Opportunities for growth
Bateel had used its own funds to grow until five years ago, when it started drawing on bank finance. Then, in January 2015, the solution to the marketing problem emerged: L Capital, the private equity arm of luxury brand LVMH, bought a stake in Bateel. As well as providing finance, L Capital has an advisory role, with a seat on the board.

Atmar drove a hard bargain. “It took a lot of negotiations,” he says. “We wanted to make sure we got the finance and all the benefits that come from such a fantastic company and iconic brand. It took a year and a half. If we find that, in three years’ time, we need more money to grow, we would be happy for LVMH to increase their stake.”

Atmar has big plans to expand the business. “We have only penetrated 20% of the market in the Gulf. Some 80% is still there for us, and our plan is to conquer the entire Gulf market. In the next two to three years, we will go to Kuwait, Qatar and Oman. There is a tremendous growth opportunity in a market where the brand awareness is already there.”

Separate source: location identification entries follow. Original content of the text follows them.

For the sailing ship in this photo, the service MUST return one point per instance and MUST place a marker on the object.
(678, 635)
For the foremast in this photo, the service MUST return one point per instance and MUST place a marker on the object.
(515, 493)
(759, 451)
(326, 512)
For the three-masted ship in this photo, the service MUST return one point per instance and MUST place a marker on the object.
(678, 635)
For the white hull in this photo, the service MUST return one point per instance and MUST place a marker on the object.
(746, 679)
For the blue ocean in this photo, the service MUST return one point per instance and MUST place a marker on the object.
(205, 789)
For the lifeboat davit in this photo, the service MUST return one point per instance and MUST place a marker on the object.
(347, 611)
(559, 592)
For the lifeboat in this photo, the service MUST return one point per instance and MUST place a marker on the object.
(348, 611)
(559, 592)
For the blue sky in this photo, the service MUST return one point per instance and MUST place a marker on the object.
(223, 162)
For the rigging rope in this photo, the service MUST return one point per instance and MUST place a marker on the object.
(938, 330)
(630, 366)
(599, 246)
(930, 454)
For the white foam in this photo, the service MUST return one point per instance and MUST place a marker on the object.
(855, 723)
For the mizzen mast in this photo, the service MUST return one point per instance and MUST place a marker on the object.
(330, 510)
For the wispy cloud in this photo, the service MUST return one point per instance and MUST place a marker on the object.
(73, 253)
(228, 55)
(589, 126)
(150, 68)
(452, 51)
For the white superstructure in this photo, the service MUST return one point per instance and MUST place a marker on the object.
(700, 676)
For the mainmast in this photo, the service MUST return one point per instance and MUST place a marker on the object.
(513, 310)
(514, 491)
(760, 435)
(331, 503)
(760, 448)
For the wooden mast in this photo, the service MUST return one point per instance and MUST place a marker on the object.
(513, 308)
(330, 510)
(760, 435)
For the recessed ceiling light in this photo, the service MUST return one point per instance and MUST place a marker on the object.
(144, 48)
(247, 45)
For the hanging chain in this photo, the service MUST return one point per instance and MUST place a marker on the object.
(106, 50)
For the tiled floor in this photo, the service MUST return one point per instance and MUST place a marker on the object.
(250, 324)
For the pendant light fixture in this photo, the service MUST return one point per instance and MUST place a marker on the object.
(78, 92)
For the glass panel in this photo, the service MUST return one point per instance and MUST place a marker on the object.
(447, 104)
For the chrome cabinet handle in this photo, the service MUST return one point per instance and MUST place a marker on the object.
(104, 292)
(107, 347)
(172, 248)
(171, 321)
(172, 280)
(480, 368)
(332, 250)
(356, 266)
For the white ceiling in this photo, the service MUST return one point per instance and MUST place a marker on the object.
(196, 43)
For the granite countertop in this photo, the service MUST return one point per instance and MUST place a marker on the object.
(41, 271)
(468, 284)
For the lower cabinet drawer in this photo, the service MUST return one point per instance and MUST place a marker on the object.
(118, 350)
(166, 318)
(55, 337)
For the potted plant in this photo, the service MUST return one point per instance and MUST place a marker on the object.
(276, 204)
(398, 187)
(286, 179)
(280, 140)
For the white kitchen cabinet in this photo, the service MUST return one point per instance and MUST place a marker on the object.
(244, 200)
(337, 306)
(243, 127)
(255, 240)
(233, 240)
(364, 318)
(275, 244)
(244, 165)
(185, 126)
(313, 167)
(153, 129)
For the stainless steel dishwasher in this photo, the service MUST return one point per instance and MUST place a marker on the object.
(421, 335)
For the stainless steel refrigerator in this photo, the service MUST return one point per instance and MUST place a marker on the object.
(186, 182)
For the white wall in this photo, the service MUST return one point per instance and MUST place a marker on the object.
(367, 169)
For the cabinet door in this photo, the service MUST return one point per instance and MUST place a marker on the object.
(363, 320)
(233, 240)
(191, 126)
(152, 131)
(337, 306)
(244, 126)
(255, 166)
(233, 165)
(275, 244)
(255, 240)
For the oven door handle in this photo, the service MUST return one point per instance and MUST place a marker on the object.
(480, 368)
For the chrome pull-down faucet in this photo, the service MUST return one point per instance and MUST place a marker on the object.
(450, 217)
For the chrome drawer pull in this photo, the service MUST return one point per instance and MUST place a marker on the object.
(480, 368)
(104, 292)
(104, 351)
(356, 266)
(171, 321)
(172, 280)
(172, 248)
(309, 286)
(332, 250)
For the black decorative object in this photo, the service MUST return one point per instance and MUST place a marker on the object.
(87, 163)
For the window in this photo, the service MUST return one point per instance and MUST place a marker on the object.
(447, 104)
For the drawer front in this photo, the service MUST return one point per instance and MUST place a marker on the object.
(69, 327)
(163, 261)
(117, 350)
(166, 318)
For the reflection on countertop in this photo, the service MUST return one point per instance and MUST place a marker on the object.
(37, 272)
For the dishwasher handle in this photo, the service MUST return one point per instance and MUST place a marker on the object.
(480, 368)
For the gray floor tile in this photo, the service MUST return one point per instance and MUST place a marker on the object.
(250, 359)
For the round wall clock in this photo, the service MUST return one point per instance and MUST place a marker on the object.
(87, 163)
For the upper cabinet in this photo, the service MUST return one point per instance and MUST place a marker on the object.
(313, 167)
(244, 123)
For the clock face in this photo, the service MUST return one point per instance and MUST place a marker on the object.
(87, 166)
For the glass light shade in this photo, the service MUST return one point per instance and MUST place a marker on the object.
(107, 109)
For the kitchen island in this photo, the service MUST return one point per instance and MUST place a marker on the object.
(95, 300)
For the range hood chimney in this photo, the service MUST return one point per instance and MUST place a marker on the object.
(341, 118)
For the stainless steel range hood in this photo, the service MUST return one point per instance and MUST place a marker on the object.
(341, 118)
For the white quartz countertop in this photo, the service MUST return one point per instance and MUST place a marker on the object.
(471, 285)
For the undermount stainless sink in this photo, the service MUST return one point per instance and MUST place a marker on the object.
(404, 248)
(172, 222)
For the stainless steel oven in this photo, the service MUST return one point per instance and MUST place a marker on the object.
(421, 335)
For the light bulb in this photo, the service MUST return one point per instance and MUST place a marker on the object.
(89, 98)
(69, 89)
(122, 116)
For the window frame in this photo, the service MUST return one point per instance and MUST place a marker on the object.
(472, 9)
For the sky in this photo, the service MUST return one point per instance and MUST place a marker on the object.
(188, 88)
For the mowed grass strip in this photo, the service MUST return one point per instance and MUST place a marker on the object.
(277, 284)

He cites impressive figures of 27% growth in Q1 2015 compared with a year earlier and annual growth of about 25% in 2014. “We need to grow fast,” he explains. “We have invested a lot in infrastructure, with a 70,000m2 production factory and a 10,000m2 manufacturing plant. All these are assets that need to be leveraged. We have plenty of growth potential without building another big factory.

“We want to triple the revenue in the next five years; 100% growth within three years is achievable.”

Affordable luxury
Conquering the Chinese and US markets is a longer-term task. “In both those markets, we need to go in with a lot of finance to establish a market presence that is large enough to enable us to compete,” Atmar says. “China is a market we are looking at very seriously. We want to build the management bandwidth that allows us to do that.”

He was surprised to find awareness of the brand in India, where he recently attended an L Capital conference, and to learn that Bateel figures prominently in Japanese guidebooks. “I sometimes get 10 Bateel gift boxes in Ramadan from people who don’t know I am associated with the company!” he adds.

“The concept we have produced did not exist before. Vertical integration of farming, processing and manufacturing has given us total control over the supply chain. We have created a new category of premium casual dining — five-star food quality at four-star prices. We are affordable luxury.

“When you have a premium brand, you have to be premium in all aspects: higher wages, better training and proper monitoring of quality and execution,” he concludes.

“Once you define your brand, you want to be the best. Whether it’s raw materials, the people you employ or your products, there is no magic wand. It’s about authenticity, quality and innovation.”